5

I have a server running Ubuntu server 14.04 64bit and I am having an "interesting" problem with it. I have 2 users running some programs concurrentlly - d and m. The processes of user "m" are not time critical, and therefore are being run on a "nice" value of 19. The processes of user "d" are time critical, and therefore are running on the standard "nice" value of 0. The thing is, the processes of user "m" are still getting more CPU time than those of user "d".

Also, despite all the CPU pressure, one of the CPUs (3 in the snapshot) is hardly getting any use.

I cannot reproduce the issue in an identical machine running Ubuntu server 10.04 64bit (I know, I should have updated by now).

I am attaching a snapshot of htop running to illustrate the issue. Can anyone help me with this?

htop screenshot

Thanks in advance.

PS - The screenshot get reduced on upload and becomes too small to be readable. Here is a link to a full sized file.

Stunts
  • 2,152
  • 1
  • 16
  • 26
  • Do you have "autogroup" enabled? (if `more `/proc/sys/kernel/sched_autogroup_enabled` shows 1 you have). If you do `echo 0 > /proc/sys/kernel/sched_autogroup_enabled` turns it of. Try again with that ;) PM me if it is the answer and Ill post it ;) – Rinzwind May 19 '15 at 10:46
  • `/proc/sys/kernel/sched_autogroup_enabled` was set to 1, but setting it to 0 did not solve the issue... – Stunts May 19 '15 at 10:50
  • I believe the suggestion from @Rinzwind is correct, however it will not effect any existing session. It will effect any new session. And yes, this is a difference introduced somewhere between 10.04 and 12.04. See [also](http://ubuntuforums.org/showthread.php?t=2061134&highlight=nice). About CPU 3, I don't know. – Doug Smythies May 19 '15 at 15:55
  • Unforutnately, even after applying the fix and rebooting the machine, the "nice" value is still not being respected... any more suggestions? – Stunts May 27 '15 at 10:27

1 Answers1

1

Ok, so it seems I have found an answer.
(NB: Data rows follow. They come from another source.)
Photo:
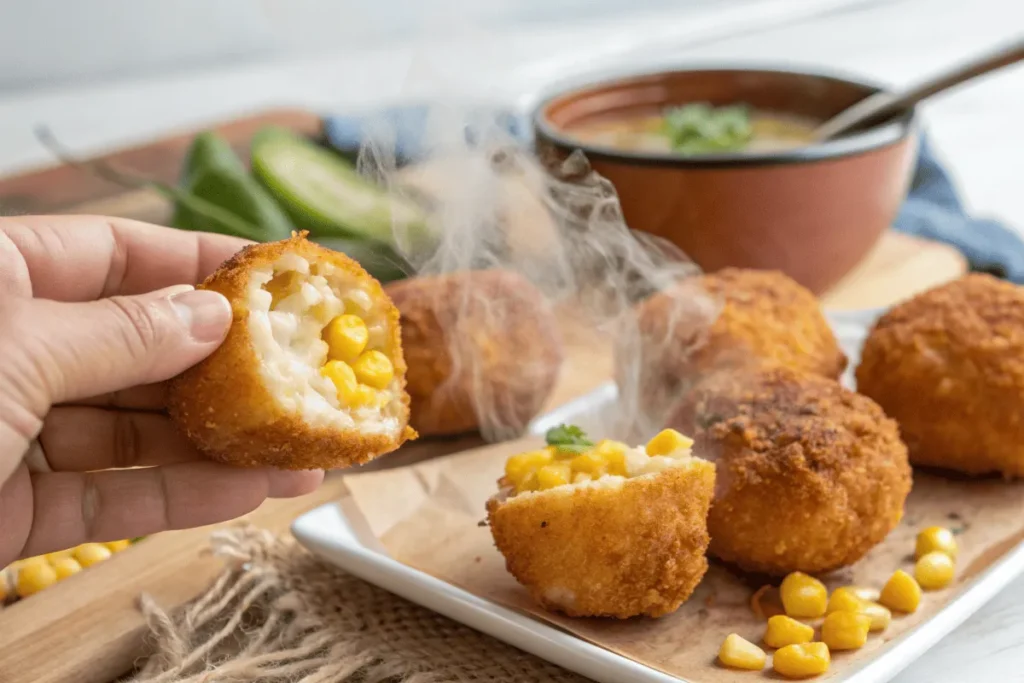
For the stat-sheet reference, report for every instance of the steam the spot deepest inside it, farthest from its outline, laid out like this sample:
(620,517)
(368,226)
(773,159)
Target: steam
(559,225)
Running iotop made me realize what was going on - it was reporting the pyrad jobs as taking 100% I/O, which meant the jobs were effectively I/O and not CPU bound.

After a trip to the server room where no errors were being reported on the HUD display, entering the iDRAc controller revealed a degraded RAID5 array.

Now that the array is fixed, everything is back to normal operation.

Regardless, thank you all for your suggestions and time.

Stunts
  • 2,152
  • 1
  • 16
  • 26